始まりの合図
その夜は、星は輝かず、風も凪いでいた。通常なら闇に沈むはず日だったが、城の庭は魔法の光によって昼のように照らされ、ウルサリオン族主催の宴が繰り広げられていた。
この宴は、ウルサリオン族のアンカが長年の交易への感謝を込めて催されたものだった。豪勢に並べられた料理は、香ばしいキノコ料理に肉の炙り焼き、キエティの街から取り寄せた魚料理まで、目にも美しく食欲をそそった。さらに、芳醇なキノコ酒や穀物の酒も惜しみなく振る舞われ、場を賑わせていた。
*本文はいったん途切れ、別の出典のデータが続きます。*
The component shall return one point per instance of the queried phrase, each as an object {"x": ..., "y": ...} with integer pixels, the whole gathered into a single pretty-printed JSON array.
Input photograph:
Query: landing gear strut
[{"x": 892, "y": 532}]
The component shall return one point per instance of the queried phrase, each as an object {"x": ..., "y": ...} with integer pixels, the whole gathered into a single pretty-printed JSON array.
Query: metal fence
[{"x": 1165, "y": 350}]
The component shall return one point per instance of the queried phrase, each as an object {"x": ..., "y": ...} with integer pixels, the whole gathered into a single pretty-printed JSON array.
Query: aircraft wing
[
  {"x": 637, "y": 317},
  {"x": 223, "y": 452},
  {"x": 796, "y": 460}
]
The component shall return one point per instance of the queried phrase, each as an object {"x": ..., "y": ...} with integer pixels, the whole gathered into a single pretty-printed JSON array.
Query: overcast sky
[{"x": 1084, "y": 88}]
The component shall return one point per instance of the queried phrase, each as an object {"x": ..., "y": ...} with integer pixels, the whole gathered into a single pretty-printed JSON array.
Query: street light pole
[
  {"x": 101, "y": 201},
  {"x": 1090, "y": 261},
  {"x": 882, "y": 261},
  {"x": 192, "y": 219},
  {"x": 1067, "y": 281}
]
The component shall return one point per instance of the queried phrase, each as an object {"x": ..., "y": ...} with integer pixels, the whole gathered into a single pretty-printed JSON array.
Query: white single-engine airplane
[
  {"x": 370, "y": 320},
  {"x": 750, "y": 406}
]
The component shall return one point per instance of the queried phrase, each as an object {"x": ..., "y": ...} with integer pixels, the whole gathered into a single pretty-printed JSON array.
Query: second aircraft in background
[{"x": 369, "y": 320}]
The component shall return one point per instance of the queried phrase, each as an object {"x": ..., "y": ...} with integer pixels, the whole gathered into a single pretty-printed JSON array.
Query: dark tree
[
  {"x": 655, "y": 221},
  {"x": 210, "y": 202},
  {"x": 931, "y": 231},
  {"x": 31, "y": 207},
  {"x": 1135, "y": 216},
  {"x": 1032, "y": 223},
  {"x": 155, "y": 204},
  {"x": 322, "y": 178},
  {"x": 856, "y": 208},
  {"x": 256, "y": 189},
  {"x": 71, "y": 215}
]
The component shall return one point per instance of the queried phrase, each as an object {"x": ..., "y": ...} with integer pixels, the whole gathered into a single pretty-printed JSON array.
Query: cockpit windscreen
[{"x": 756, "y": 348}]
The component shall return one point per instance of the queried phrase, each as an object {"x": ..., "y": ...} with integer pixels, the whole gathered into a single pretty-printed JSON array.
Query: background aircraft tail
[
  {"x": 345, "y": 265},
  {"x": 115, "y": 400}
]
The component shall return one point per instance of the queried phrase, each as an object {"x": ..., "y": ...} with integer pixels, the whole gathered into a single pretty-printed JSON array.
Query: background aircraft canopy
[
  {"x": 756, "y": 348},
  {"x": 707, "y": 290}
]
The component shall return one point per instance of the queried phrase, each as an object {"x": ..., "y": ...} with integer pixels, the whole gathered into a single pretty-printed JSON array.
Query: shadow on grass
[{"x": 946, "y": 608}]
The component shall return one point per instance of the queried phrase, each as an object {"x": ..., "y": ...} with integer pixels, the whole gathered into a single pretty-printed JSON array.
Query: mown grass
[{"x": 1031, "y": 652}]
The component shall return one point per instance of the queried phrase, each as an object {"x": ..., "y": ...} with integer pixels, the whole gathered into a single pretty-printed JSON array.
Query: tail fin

王は最上座に座していた。重臣や大臣、兵士たちもが満足げに料理を食し、酒を酌み交わしていた。メイドたちも忙しく立ち働き、給仕に精を出していた。しかし、その中にプリマの姿はなかった。
「わはははっ!良き夜だっ!皆、存分に楽しめっ!ウルサリオン族との絆はこれからも揺るぎないぞっ!」
王はすでに上機嫌で、アンカから酒を受け取ると豪快に呷った。
「アンカさん、今日は本当にありがとう。このような豪華なネックレスまで頂いて、感謝の言葉も尽きませんわっ!」
「いえいえ、こちらこそ。長きにわたり良い関係を築けたこと、何よりの喜びです。さぁ、王女様にもどうぞ」
「あぁ、アンカ、本当にありがとうっ!」
アンカは王女へも酒を勧めた後、静かに一歩退いて何処かへの消えていった。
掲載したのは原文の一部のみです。